Topic: Education and Child Policy

Watch Your Libertarian Language

Colleges often have to decide what their rules are about language that offends people. Is a professor’s criticism of affirmative action offensive to black students? Is a gay-rights group’s advocacy offensive to Christian or morally conservative students? And people can debate how to weigh free speech versus a nurturing atmosphere in a particular college.

But Marquette University seems to have reached new heights, or depths, in what it considers offensive. A graduate student there posted on his office door a pithy quotation from humorist Dave Barry:

 “As Americans we must always remember that we all have a common enemy, an enemy that is dangerous, powerful, and relentless. I refer, of course, to the federal government.”

A strong opinion, to be sure. One that I’d bet is shared by many but certainly not all Americans. Apparently Barry’s sentiment is not shared by the chairman of Marquette’s philosophy department, who took it upon himself to take down the quotation and sent a department email declaring it “patently offensive.”

Offensive to whom? Surely not to any of the usual identity groups, ethnic or religious or sexual-orientation or gender or whatever. Nor does it use the four-letter words that might be inappropriate for a public space. Perhaps it’s offensive to employees of the federal government, or to those who have a great deal of respect and admiration for the federal government. But one would think that at a university it falls within the parameters of debate. And while Dave Barry writes more effectively and memorably than most philosophers, his statement still qualifies as humor or political commentary or both.

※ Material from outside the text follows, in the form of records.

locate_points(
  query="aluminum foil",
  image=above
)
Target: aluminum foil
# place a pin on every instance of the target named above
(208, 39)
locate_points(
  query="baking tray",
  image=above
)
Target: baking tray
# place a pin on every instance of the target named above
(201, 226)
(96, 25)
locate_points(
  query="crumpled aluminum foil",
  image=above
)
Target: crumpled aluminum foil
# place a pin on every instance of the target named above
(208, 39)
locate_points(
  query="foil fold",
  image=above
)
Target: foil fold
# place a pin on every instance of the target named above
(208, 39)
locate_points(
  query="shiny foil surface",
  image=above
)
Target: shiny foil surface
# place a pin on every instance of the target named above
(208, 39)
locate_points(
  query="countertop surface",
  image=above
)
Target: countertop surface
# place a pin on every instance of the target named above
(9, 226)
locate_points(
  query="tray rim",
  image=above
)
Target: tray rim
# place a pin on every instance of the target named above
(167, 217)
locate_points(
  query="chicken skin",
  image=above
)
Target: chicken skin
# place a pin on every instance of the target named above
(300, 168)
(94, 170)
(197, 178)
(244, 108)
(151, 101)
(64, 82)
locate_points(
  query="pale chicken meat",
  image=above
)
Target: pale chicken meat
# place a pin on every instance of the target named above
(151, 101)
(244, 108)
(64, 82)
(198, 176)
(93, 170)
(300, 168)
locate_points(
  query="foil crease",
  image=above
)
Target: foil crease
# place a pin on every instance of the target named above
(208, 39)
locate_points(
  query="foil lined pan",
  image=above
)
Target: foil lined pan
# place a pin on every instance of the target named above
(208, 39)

Marquette is a private university and is thus free under the First Amendment to regulate speech as it chooses. But if libertarian jests are “patently offensive” and subject to censorship at Marquette, it might want to note that in a new paragraph of its academic freedom guidelines and perhaps in the catalog provided to prospective students.

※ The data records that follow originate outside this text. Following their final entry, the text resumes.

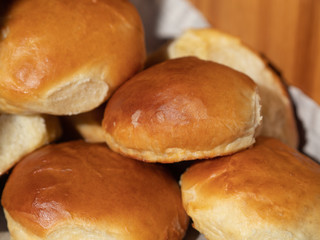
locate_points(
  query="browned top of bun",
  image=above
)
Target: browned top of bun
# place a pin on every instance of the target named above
(182, 107)
(267, 189)
(86, 185)
(46, 45)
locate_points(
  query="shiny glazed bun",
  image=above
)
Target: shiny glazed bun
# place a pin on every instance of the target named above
(20, 135)
(78, 190)
(269, 191)
(66, 57)
(210, 44)
(183, 109)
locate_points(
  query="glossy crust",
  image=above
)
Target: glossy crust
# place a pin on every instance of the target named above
(210, 44)
(66, 57)
(269, 191)
(20, 135)
(78, 190)
(183, 109)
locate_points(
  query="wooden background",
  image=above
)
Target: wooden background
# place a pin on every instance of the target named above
(286, 31)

Private Schools Now 33% Off!

There’s a common perception in this country that public schools are underfunded, and that if they could only spend as much as private schools do, they’d be in clover. When it is pointed out that the average private school tuition is around half of total public school spending per pupil, defenders of the status quo counter that tuition only covers a fraction of total costs.

So wouldn’t it be interesting to know how much private schools actually spend, in total, per pupil? Well now we do, at least for the state of Arizona.

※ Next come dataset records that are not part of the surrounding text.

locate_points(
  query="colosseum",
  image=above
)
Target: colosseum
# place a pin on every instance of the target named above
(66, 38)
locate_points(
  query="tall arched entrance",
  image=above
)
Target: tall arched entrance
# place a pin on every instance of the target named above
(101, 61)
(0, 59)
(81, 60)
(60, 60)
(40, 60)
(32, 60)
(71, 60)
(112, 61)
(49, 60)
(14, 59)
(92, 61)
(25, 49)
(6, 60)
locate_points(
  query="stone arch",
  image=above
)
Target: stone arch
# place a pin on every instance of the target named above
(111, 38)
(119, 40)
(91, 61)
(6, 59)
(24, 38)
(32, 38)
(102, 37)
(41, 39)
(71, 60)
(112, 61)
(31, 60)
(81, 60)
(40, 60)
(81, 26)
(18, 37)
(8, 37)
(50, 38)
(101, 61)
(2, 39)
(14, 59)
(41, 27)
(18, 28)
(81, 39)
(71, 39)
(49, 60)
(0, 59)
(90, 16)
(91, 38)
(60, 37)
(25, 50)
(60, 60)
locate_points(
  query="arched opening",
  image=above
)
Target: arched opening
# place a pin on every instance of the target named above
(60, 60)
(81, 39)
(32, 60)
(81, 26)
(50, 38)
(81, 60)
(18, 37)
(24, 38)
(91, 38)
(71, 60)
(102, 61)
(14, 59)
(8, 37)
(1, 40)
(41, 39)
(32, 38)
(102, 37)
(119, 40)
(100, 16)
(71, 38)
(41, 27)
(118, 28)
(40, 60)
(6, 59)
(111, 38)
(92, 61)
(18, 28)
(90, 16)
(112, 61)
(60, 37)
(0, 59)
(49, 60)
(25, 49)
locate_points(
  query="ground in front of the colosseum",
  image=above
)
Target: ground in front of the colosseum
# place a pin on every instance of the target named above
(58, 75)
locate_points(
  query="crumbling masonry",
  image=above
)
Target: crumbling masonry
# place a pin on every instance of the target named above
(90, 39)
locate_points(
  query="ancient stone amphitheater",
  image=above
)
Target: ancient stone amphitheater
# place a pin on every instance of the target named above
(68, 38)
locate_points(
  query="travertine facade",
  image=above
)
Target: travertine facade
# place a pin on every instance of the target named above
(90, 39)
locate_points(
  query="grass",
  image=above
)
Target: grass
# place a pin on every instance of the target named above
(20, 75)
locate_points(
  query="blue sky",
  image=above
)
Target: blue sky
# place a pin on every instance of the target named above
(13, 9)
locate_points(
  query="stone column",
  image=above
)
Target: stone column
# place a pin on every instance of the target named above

In a study released yesterday by the Goldwater Institute, I analyze the results of their most recent private school survey. Among the other fascinating findings is that public schools spend one-and-a-half times as much per pupil as do private schools. Or, looked at the other way, private schools spend a third less than public schools.

Some other fascinating tidbits:

Teachers make up 72 percent of on-site staff in Arizona’s independent education sector, but less than half of on-site staff in the public sector. In order to match the independent sector’s emphasis on teachers over non-teaching staff, Arizona public schools would have to hire roughly 25,000 more teachers and dismiss 21,210 non-teaching employees.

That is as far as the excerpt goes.